In 2014, the income generated from pharmaceutical exports grew by 9%, which surpassed the 5% growth target. The local pharmaceutical manufacturing industry currently produces 30% of domestic demand, while also exporting to Asia-Pacific Rim countries, the Middle East, Africa, Latin America, and Europe. The Drug Control Authority (DCA) is under the Health Ministry is the principal authority regulating the production, import, and sale of pharmaceuticals, which has registered a total 263 pharmaceutical premises to date, with Good Manufacturing Practices certification.

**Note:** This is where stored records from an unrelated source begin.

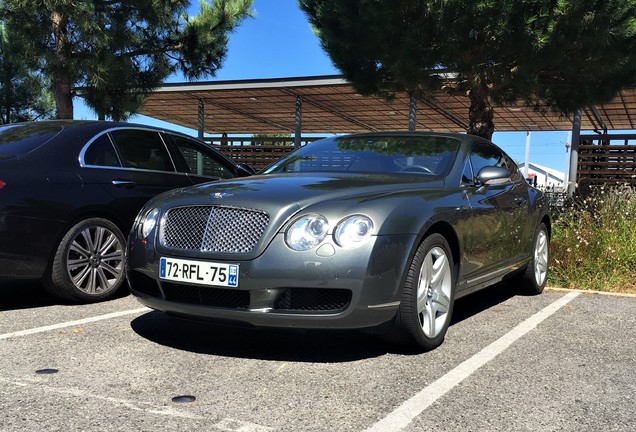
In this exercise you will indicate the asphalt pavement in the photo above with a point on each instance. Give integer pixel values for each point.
(561, 361)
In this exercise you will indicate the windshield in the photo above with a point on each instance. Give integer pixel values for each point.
(419, 155)
(21, 138)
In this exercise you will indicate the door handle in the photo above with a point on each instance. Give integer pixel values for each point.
(520, 201)
(124, 183)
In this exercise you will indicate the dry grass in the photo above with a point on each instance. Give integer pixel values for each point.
(594, 242)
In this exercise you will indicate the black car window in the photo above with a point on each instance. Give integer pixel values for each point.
(142, 149)
(467, 174)
(20, 139)
(101, 153)
(484, 154)
(200, 162)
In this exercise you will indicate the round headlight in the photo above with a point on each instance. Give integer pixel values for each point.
(353, 231)
(307, 232)
(149, 222)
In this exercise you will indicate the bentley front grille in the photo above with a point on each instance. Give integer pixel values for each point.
(213, 228)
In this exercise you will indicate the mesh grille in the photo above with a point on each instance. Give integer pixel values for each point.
(213, 229)
(313, 300)
(206, 296)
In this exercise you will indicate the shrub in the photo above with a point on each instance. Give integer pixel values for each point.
(594, 241)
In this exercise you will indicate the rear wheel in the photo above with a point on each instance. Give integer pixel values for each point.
(428, 295)
(536, 274)
(89, 262)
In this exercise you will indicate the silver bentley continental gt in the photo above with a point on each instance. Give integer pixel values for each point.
(357, 231)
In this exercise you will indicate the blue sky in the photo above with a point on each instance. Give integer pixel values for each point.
(278, 43)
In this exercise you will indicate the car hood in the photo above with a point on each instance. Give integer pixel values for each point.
(283, 196)
(283, 191)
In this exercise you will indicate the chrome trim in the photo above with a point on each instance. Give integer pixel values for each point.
(384, 305)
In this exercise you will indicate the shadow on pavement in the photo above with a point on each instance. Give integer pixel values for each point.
(320, 346)
(24, 294)
(29, 294)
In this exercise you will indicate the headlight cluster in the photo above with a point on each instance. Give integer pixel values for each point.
(310, 230)
(148, 222)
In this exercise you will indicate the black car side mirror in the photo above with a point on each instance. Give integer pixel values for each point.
(492, 175)
(244, 170)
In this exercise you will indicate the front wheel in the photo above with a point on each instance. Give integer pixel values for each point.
(428, 294)
(536, 274)
(88, 265)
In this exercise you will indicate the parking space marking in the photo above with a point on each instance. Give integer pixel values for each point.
(146, 407)
(405, 413)
(72, 323)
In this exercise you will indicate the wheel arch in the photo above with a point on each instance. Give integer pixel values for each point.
(446, 230)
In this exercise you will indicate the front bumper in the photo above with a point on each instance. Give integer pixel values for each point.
(324, 288)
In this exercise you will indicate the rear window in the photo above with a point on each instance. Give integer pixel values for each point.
(19, 139)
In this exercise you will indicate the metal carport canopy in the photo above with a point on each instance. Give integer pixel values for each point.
(329, 104)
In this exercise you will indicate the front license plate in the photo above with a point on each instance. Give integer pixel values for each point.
(199, 272)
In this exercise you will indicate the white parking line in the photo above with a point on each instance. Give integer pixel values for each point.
(72, 323)
(405, 413)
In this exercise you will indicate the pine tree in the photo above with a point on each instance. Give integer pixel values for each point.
(117, 51)
(561, 54)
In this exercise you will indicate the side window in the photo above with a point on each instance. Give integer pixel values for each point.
(101, 153)
(484, 154)
(200, 162)
(142, 149)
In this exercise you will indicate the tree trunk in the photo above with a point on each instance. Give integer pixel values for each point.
(62, 84)
(480, 114)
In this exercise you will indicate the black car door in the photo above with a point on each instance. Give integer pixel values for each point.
(131, 165)
(499, 211)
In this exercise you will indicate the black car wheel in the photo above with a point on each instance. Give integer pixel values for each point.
(536, 274)
(428, 295)
(89, 263)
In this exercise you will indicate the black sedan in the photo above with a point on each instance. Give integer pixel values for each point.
(70, 191)
(357, 231)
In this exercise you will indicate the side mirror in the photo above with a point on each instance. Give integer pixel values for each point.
(492, 175)
(244, 170)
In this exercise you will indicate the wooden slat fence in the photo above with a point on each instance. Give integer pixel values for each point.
(607, 159)
(256, 152)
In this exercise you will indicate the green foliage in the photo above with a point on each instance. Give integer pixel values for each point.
(566, 54)
(23, 94)
(594, 242)
(118, 51)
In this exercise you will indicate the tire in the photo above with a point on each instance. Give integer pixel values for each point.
(536, 274)
(89, 263)
(428, 295)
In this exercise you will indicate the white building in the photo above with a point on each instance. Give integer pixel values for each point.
(543, 177)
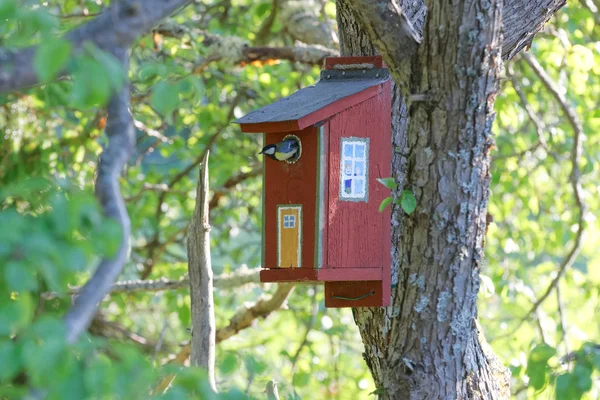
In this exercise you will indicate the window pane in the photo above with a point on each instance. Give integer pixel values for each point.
(359, 168)
(359, 151)
(348, 168)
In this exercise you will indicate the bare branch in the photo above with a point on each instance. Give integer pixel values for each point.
(396, 26)
(578, 135)
(234, 50)
(263, 307)
(201, 277)
(301, 20)
(241, 320)
(114, 29)
(240, 277)
(265, 28)
(119, 129)
(392, 32)
(179, 176)
(523, 20)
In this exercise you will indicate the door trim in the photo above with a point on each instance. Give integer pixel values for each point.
(280, 208)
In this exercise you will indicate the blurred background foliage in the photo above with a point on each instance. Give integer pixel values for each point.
(184, 99)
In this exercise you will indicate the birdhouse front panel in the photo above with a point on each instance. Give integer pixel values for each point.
(324, 148)
(291, 208)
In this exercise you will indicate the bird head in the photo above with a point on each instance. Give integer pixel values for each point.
(269, 150)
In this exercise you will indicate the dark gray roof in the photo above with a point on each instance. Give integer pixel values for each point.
(333, 85)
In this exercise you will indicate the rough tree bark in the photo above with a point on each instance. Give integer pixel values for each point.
(428, 345)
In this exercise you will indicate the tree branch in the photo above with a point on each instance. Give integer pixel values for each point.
(241, 320)
(120, 132)
(234, 50)
(397, 34)
(201, 277)
(575, 157)
(240, 277)
(115, 29)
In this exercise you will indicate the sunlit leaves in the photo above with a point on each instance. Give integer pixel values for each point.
(165, 97)
(537, 365)
(97, 75)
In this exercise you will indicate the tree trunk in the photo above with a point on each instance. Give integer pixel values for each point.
(427, 345)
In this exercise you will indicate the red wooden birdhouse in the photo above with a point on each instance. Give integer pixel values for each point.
(321, 219)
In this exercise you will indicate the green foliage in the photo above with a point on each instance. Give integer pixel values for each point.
(406, 200)
(51, 57)
(53, 232)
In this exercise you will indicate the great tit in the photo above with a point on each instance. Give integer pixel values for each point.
(281, 151)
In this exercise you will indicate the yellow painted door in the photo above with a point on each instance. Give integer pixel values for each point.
(289, 236)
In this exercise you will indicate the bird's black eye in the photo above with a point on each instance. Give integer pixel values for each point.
(295, 143)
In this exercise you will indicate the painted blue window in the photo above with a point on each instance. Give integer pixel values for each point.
(289, 221)
(354, 169)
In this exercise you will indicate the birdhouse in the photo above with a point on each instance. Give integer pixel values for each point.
(321, 219)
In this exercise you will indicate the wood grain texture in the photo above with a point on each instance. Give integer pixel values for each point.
(355, 294)
(358, 234)
(425, 345)
(331, 62)
(350, 274)
(287, 184)
(201, 281)
(289, 237)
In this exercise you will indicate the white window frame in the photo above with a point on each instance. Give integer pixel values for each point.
(353, 177)
(289, 221)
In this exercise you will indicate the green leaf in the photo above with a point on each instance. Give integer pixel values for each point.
(583, 377)
(487, 286)
(384, 203)
(51, 57)
(541, 354)
(537, 365)
(408, 202)
(11, 362)
(229, 364)
(91, 86)
(7, 9)
(16, 312)
(565, 388)
(20, 277)
(389, 183)
(165, 97)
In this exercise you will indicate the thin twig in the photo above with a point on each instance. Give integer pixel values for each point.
(563, 319)
(575, 157)
(161, 338)
(540, 127)
(309, 326)
(179, 176)
(265, 28)
(201, 281)
(241, 320)
(242, 276)
(574, 180)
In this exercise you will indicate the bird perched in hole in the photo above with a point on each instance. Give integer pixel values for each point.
(271, 390)
(282, 151)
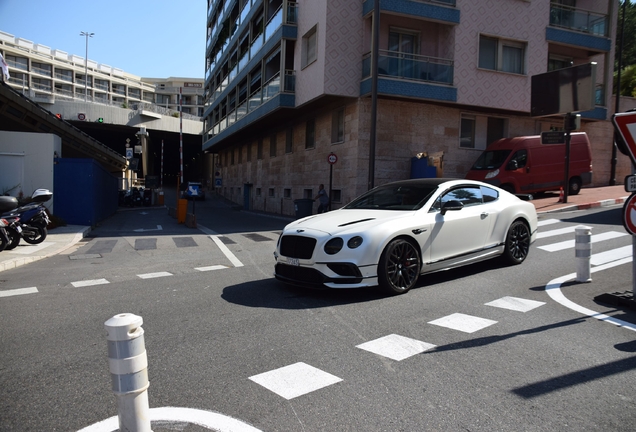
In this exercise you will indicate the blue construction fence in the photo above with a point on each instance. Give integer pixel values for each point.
(84, 192)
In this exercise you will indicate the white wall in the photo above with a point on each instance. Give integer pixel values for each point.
(28, 156)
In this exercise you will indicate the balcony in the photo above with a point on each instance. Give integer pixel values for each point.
(578, 27)
(411, 75)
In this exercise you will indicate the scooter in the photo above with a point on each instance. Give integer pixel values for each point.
(32, 218)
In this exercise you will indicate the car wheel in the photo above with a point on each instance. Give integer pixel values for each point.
(399, 267)
(574, 186)
(517, 243)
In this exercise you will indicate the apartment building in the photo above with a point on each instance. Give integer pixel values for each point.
(46, 75)
(288, 83)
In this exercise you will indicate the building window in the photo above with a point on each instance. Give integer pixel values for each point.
(310, 134)
(309, 47)
(272, 146)
(477, 132)
(501, 55)
(289, 140)
(337, 126)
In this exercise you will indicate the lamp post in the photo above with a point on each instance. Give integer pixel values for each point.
(87, 34)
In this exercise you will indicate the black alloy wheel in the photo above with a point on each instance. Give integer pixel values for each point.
(517, 243)
(34, 234)
(399, 267)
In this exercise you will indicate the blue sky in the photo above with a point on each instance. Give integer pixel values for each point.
(148, 38)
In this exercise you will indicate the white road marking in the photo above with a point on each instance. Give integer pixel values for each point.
(568, 244)
(611, 255)
(552, 233)
(396, 347)
(19, 291)
(548, 222)
(462, 322)
(515, 304)
(206, 419)
(154, 275)
(159, 228)
(210, 268)
(553, 288)
(295, 380)
(215, 237)
(89, 283)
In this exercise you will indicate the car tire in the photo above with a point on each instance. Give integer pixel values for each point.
(574, 186)
(399, 267)
(517, 243)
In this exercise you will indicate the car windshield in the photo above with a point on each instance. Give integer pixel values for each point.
(491, 159)
(394, 197)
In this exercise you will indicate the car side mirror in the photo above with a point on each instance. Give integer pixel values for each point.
(452, 205)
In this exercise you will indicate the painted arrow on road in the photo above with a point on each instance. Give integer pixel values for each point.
(149, 229)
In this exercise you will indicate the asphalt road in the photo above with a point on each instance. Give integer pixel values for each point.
(482, 348)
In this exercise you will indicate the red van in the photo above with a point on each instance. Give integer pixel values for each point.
(525, 165)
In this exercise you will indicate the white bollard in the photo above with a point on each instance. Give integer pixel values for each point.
(583, 251)
(129, 371)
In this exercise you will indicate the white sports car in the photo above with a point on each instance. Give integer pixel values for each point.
(392, 234)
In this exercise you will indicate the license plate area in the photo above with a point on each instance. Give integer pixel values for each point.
(293, 261)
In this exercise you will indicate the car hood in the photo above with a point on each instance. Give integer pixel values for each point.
(339, 221)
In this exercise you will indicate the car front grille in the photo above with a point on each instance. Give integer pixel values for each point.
(297, 246)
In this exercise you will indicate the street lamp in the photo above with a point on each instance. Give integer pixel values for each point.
(87, 34)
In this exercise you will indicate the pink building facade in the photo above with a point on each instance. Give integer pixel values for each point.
(289, 83)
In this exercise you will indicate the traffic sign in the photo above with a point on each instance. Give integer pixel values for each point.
(629, 214)
(625, 124)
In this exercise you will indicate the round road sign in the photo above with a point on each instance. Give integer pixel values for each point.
(629, 214)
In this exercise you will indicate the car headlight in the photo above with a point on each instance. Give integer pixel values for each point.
(354, 242)
(334, 246)
(492, 174)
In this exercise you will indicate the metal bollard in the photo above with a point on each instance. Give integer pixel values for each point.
(129, 371)
(583, 251)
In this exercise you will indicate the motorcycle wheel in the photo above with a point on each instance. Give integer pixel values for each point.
(34, 235)
(15, 238)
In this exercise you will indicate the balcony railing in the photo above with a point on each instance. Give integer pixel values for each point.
(411, 67)
(578, 19)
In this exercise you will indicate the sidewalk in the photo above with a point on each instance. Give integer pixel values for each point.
(61, 238)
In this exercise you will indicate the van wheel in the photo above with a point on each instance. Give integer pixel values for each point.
(575, 186)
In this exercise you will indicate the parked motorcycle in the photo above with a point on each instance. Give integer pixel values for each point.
(29, 221)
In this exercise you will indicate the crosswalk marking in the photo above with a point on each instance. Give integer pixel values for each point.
(154, 275)
(463, 322)
(548, 222)
(91, 282)
(568, 244)
(19, 291)
(552, 233)
(611, 255)
(295, 380)
(396, 347)
(515, 304)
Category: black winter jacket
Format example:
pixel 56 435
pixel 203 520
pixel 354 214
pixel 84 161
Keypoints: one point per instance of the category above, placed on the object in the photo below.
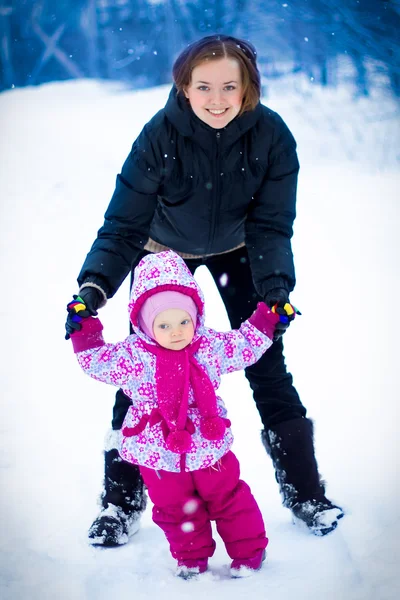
pixel 201 191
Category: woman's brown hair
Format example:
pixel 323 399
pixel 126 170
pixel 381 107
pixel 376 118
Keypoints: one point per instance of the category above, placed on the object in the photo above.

Eighty-nine of the total pharmaceutical premises are licensed by the DCA to manufacture modern medicines that mostly include analgesics, antacids, anti-hypertensive diuretics, antibiotics, and anti-histamine, while another 172 are licensed to produce herbal and traditional medicines, and five premises are veterinary facilities. In addition to the herbal and traditional medicine niche, another growing segment in the sector that is gaining global attention is halal pharmaceuticals, as Malaysia’s halal certification—mainly for its food manufacturing industry—has already received international acceptance.